It does not help that actually testing the code on Riak, I had to wait about 10 seconds while PostgreSQL answer was immediate. Of course, I have 3 instances of Riak on a single machine, which is certainly not a typical setup.

Riak is on a specific point among the trade off line to which data stores are constrained by the CAP theorem. It would have been better to work on an example (maybe using more complex data, loaded from a file, like the movie database in PostgreSQL Day 3) that plays into Riak strengths rather showing how badly it performs compared to a much easier and more natural solution in SQL.

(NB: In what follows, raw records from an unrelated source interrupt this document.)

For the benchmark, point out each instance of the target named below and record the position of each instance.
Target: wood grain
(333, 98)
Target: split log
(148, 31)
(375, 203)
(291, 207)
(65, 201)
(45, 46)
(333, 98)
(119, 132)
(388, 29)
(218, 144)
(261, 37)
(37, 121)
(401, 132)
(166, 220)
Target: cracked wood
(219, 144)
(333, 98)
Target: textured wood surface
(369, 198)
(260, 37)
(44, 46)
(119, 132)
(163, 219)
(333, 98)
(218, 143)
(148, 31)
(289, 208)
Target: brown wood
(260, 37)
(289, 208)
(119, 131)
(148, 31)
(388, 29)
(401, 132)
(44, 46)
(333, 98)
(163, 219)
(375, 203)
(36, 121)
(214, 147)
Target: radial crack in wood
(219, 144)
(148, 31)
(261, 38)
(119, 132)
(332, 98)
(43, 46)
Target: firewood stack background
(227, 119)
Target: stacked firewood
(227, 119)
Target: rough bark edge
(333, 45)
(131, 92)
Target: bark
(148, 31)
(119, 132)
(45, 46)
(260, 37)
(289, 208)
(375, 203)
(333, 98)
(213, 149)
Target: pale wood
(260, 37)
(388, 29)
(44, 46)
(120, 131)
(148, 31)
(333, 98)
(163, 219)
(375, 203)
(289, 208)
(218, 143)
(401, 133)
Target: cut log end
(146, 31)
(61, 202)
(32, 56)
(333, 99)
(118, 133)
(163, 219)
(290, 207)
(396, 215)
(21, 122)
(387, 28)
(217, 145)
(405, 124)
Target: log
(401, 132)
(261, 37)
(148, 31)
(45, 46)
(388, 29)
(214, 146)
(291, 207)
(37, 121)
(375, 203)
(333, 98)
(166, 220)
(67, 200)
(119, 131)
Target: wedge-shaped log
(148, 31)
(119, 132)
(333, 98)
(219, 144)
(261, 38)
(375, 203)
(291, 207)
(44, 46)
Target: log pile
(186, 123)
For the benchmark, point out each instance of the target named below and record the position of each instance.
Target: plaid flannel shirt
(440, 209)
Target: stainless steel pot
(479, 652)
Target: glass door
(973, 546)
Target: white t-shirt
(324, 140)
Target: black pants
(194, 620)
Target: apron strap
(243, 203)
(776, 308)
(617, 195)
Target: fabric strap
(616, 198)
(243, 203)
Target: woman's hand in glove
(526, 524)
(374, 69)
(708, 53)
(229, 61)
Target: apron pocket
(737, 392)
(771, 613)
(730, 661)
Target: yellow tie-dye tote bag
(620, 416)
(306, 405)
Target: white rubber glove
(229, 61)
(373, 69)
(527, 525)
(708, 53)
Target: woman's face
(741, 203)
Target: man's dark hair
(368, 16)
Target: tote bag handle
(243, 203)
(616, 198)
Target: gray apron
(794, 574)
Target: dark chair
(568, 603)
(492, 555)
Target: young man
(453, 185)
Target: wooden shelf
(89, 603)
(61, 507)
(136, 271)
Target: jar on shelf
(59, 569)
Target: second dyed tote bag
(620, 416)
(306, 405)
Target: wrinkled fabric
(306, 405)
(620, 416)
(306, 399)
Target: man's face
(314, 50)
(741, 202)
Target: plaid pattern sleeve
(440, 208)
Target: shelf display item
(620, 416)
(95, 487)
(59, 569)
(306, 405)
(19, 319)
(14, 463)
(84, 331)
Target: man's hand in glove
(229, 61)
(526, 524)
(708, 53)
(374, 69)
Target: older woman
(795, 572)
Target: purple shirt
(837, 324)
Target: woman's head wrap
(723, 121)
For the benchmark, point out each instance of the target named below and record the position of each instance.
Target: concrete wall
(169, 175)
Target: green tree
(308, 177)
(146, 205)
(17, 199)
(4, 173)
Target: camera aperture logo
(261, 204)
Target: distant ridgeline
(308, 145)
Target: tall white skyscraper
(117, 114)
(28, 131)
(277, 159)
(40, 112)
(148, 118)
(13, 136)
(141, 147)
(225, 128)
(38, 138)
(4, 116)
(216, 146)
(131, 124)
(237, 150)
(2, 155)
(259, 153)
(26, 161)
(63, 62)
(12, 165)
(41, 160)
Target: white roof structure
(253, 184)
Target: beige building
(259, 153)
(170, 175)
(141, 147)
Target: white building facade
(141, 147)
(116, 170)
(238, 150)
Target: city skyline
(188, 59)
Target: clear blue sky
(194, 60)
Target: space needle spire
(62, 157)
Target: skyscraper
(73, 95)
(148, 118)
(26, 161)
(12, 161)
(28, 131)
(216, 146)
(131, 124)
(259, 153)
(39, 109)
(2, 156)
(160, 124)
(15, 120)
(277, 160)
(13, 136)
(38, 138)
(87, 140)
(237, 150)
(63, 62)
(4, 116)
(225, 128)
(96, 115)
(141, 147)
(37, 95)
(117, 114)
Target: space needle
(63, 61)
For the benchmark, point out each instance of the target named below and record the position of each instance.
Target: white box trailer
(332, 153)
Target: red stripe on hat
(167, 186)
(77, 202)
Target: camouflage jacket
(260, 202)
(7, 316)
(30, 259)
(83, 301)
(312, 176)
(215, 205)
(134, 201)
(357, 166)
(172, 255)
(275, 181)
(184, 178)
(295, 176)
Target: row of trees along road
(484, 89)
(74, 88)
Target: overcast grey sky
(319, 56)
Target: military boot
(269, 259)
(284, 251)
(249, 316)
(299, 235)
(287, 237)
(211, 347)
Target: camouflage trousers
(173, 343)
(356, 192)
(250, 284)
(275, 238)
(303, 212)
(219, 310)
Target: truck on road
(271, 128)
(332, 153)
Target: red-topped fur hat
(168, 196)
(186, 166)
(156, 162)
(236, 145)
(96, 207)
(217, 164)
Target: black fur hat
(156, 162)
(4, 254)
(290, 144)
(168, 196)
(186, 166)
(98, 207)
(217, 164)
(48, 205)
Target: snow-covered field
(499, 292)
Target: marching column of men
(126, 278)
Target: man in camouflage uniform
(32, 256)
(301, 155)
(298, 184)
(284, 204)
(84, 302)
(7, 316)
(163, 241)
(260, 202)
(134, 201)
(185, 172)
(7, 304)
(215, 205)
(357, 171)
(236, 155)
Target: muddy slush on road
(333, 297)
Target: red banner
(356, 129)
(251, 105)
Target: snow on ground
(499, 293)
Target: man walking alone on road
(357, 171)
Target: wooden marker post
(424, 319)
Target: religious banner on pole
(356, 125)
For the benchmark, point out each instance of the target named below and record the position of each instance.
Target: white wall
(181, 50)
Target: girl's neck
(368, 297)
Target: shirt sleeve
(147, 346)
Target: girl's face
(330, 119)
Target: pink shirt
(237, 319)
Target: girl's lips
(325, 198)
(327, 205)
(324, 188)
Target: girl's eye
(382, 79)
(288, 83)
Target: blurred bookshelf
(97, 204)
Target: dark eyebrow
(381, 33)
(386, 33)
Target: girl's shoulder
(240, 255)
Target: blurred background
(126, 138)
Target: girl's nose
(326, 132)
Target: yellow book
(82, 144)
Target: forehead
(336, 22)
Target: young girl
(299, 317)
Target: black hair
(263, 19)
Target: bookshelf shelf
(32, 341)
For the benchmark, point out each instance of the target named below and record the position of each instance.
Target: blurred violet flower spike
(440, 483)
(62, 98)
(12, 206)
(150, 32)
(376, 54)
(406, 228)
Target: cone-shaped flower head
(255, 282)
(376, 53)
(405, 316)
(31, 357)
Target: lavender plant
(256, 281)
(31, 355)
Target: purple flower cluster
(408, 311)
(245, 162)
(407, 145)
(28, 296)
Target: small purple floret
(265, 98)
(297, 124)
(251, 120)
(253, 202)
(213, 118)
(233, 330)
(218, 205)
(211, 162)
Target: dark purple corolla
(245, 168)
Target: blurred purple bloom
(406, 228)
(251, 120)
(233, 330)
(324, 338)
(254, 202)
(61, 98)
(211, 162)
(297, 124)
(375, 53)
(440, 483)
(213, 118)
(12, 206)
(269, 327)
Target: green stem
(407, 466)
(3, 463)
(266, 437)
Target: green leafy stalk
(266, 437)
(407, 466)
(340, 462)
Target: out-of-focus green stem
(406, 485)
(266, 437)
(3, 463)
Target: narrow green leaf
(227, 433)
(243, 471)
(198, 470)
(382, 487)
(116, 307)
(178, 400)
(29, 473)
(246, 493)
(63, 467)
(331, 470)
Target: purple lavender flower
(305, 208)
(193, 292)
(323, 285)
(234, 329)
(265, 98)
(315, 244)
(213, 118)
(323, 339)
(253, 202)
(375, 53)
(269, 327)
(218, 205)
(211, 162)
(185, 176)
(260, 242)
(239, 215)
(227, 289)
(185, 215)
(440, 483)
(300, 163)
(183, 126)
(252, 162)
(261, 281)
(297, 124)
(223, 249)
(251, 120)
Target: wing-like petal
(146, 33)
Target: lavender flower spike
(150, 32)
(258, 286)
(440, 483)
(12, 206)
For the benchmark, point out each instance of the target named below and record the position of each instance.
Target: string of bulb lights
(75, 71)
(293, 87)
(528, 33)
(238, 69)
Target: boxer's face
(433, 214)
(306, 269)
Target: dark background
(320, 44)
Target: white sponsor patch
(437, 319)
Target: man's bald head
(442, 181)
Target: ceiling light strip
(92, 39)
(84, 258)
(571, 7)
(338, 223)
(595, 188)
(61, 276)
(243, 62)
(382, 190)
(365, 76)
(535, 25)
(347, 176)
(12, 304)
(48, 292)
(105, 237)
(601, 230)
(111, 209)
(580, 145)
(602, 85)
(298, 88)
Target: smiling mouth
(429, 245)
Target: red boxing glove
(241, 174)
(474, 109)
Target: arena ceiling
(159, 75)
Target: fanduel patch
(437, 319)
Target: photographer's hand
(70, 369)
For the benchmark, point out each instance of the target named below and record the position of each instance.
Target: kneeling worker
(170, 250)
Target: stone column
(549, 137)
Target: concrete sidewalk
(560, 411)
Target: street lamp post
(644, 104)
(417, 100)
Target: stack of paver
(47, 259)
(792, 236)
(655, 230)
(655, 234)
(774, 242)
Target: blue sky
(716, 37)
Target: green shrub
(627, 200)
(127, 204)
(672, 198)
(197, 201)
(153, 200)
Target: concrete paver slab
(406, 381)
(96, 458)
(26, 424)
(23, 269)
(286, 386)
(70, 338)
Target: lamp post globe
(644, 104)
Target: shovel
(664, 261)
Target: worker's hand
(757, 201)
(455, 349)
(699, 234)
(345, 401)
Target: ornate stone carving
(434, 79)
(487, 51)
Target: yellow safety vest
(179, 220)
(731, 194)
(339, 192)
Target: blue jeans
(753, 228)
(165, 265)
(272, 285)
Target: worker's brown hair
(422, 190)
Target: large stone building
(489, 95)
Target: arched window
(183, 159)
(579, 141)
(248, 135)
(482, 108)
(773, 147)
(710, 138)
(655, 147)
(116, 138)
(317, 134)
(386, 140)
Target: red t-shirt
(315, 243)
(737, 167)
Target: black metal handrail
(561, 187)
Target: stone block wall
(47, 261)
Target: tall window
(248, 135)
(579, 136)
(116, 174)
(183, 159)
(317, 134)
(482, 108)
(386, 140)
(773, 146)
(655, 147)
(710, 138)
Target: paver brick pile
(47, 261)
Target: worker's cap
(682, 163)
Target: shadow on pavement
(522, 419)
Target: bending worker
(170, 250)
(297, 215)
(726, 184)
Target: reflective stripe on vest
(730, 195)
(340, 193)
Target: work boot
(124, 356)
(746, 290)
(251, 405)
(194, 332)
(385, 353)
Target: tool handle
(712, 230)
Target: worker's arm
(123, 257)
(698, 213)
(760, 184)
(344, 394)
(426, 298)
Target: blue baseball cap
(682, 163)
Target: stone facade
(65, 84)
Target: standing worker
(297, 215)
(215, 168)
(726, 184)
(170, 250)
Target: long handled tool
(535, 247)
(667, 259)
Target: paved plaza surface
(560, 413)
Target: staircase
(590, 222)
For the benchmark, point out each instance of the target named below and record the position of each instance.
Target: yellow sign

It might have been enough to ask the reader to imagine the dataset to be so large that it could not fit in a single server (for instance, a simulation of the Hilbert’s Hotel), or to simulate a rocky network by shutting down some nodes at awkward moments, and show how Riak still delivers the goods. In such conditions most SQL databases would start to show their limits, and these would be legitimate.

Another comment on the example

If you run all the examples and the exercises, you will notice something interesting: there is a floor 101. That’s actually a bug in the initial seeding script: the room number should range over 0 to 99, not 1 to 100. Mapping composite keys to a single value is not always safe. Oh well…

I’ve changed my script after I went through everything, rebuild the data, and ran everything again.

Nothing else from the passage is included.